Une étude a permis d’établir que les fourmis noires des jardins réduisaient leurs interactions sociales avec les individus entrées en contact avec un champignon pathogène afin d’enrayer une propagation.
On savait que les colonies de fourmis noires des jardins étaient très organisées, – par exemple, il est établi que les fourmis plus jeunes (les infirmières) s’occupent de la couvée au centre de la colonie, les fourmis plus âgées (les ouvrières) cherchent de nourriture à l’extérieur. Cependant, une = équipe de chercheurs de l’Institut de science et de technologie d’Autriche (IST Austria) et de l’Université de Lausanne (Suisse) ont pu observer qu’une fourmilière savait également se protéger des épidémies.

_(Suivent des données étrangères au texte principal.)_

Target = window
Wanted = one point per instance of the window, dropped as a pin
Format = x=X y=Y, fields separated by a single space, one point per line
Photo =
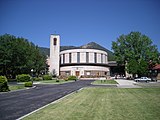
x=78 y=57
x=70 y=57
x=95 y=57
x=87 y=57
x=63 y=58
x=55 y=41
x=101 y=58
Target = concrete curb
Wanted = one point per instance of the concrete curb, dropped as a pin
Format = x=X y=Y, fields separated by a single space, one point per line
x=56 y=101
x=27 y=88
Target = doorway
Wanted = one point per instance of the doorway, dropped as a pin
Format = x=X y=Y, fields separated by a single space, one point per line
x=77 y=73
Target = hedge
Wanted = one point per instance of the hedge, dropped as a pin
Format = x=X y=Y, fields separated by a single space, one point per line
x=28 y=84
x=47 y=77
x=72 y=78
x=23 y=78
x=3 y=84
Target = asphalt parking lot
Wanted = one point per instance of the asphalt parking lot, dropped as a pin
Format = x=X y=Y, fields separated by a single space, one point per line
x=13 y=105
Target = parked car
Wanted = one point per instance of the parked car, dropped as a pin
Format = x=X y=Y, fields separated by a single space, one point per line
x=143 y=79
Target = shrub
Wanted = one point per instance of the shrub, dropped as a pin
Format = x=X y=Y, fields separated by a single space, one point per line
x=66 y=79
x=23 y=78
x=47 y=77
x=57 y=80
x=3 y=84
x=72 y=78
x=37 y=79
x=28 y=84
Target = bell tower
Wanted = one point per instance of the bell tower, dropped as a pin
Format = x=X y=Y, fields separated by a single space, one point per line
x=54 y=54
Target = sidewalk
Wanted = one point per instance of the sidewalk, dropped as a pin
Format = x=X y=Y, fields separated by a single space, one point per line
x=126 y=84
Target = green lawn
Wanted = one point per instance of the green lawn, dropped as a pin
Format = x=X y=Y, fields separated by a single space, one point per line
x=16 y=87
x=105 y=104
x=54 y=81
x=98 y=82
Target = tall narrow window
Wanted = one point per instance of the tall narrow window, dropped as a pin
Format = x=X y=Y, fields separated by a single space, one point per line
x=78 y=57
x=63 y=58
x=70 y=57
x=55 y=41
x=101 y=58
x=95 y=57
x=87 y=57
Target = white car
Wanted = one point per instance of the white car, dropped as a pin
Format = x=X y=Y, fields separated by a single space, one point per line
x=145 y=79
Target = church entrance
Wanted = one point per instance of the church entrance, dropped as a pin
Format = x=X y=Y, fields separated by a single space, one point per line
x=77 y=73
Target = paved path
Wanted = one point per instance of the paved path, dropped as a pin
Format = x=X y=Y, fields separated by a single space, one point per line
x=16 y=104
x=126 y=84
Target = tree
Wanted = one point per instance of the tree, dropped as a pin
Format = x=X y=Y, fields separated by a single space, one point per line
x=135 y=51
x=18 y=56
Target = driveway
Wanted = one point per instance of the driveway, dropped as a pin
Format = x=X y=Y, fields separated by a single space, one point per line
x=16 y=104
x=126 y=84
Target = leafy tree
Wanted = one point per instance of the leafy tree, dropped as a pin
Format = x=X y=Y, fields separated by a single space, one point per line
x=18 y=56
x=135 y=51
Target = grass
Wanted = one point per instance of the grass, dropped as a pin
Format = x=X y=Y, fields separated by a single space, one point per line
x=104 y=104
x=16 y=87
x=54 y=81
x=103 y=82
x=142 y=84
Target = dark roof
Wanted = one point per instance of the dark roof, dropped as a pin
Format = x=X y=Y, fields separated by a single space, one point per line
x=91 y=45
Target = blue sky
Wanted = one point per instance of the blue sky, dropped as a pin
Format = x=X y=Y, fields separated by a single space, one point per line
x=80 y=21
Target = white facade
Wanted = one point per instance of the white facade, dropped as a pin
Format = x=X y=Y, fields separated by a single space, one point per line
x=78 y=62
x=54 y=54
x=101 y=56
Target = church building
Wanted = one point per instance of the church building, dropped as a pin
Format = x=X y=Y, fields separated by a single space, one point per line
x=78 y=61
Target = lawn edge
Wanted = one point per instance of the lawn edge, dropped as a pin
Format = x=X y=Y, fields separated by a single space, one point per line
x=56 y=101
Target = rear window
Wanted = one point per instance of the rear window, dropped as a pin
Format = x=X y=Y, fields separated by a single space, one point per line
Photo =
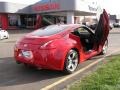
x=49 y=30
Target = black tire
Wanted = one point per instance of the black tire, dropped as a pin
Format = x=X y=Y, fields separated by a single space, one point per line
x=71 y=61
x=105 y=47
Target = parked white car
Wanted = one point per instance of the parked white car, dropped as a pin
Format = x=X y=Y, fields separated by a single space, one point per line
x=3 y=34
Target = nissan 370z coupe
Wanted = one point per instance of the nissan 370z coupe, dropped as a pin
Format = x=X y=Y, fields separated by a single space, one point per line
x=62 y=47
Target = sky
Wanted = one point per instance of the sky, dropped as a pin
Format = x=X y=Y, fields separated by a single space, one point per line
x=112 y=6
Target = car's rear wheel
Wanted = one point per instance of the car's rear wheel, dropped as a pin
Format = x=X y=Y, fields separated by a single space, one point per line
x=105 y=47
x=71 y=61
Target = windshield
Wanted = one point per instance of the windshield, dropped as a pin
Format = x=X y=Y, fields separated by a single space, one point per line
x=49 y=30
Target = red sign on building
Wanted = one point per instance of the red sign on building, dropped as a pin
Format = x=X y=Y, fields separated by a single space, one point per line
x=45 y=7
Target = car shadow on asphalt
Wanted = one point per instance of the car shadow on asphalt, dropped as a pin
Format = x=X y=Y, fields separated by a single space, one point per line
x=14 y=74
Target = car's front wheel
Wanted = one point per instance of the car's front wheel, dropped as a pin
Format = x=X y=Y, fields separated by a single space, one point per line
x=105 y=47
x=71 y=61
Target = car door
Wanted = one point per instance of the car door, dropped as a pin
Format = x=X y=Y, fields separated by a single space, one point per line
x=102 y=30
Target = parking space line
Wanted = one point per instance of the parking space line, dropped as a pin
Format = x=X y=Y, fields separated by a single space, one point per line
x=76 y=73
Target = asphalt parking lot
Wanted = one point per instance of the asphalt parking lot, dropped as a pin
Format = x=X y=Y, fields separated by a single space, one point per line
x=18 y=77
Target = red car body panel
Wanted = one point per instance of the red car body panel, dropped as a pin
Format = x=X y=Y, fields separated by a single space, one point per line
x=53 y=55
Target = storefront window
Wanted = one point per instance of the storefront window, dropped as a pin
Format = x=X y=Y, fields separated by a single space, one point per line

Afin de suivre l’activité individuelle de chaque membre de la colonie, les chercheurs ont marqué 4266 fourmis avec des caméras infrarouges. « Ces codes ne font que 0,7 mm de côté. Pour atteindre une qualité d’impression suffisante, nous avons dû utiliser les imprimantes qui servent à l’impression des billets de banque », indique Nathalie Stroeymeyt, première auteure de l’étude. Ce dispositif a permis d’observer un comportement surprenant en cas d’exposition d’une fourmi à un pathogène.
« Les fourmis changent la manière dont elles interagissent et avec qui elles interagissent » précise-t- sa collègue Sylvia Cremer. Ainsi, une fourragère infectée s’isole ainsi spontanément (sorte de « congé maladie »). Mas dans le même temps, le reste de la colonie réagit également. « Nous avons observé que la structure en sous-groupes de la population se renforce lors de l’entrée du pathogène dans la colonie. Les contacts entre groupes de travail deviennent encore moins fréquents, ce qui réduit le risque d’épidémie. »
Plus surprenant encore, les nourrices isolent le couvain (ensemble d’œufs, de larves et de nymphes) au plus profond du nid pour le mettre en sécurité. « Dans une colonie, tous les insectes ne doivent pas nécessairement être protégés – mais les individus les plus précieux doivent survivre » explique Laurent Keller, co-auteur de l’étude. « Il s’agit de la première étude qui démontre qu’une communauté animale est capable de modifier activement son organisation pour réduire la propagation de maladies ».
Reste à déterminer comment les fourmis détectent la maladie. « L’odorat, le goût ou encore le toucher pourraient intervenir », avance Thibaud Monnin, myrmécologue au Centre national de la recherche scientifique à Paris. « Les fourmis perçoivent les odeurs par leurs antennes et ont un odorat très fin, leur vie sociale étant largement basée sur la communication chimique via l’utilisation de phéromones » souligne-t-il.
Quoiqu’il en soit, l’observation de la réponse aux pathogènes des fourmis pourrait servir de piste pour freiner les maladies infectieuses chez l’homme. « Les fourmis savent se protéger contre les maladies depuis cent millions d’années. Nous, depuis quelques siècles à peine » rappelle Laurent Keller.